Maar vaak zijn ook die sporen niet meer aanwezig: dan bent u aangewezen op een vage naam of enkele woorden die u ooit hebt opgevangen uit de mond van een (over)grootvader of (over)grootmoeder, ’s avonds bij de kachel. Met deze fragmentarische informatie is het moeilijk om u het leven van uw voorouders tijdens de Groote Oorlog voor te stellen. Gelukkig hebben ze vaak sporen nagelaten in archieven, althans als ze soldaat waren, of een burgerslachtoffer, gevangene of gedeporteerde. In dat geval volstaat een naam en een geboortedatum om uw opzoekingen te starten.

Strafboekje

Werd uw voorouder tijdens de Eerste Wereldoorlog onder de wapens geroepen, dan bestaat er zeker een militair dossier met zijn naam.
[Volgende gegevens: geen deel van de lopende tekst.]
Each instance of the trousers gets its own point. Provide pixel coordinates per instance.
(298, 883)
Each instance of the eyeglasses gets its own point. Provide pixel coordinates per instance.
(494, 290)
De dossiers van soldaten, onderofficieren en officieren die vóór 1889 werden geboren, die dus ouder waren dan 24-25 jaar in 1914, kunt u raadplegen bij de documentatiedienst van het Koninklijk Museum van het Leger en de Krijgsgeschiedenis (KLM). Ze zijn makkelijk toegankelijk: een naam volstaat om een dossiernummer te vinden in de database, die ook online beschikbaar is (praktische info op p. 29).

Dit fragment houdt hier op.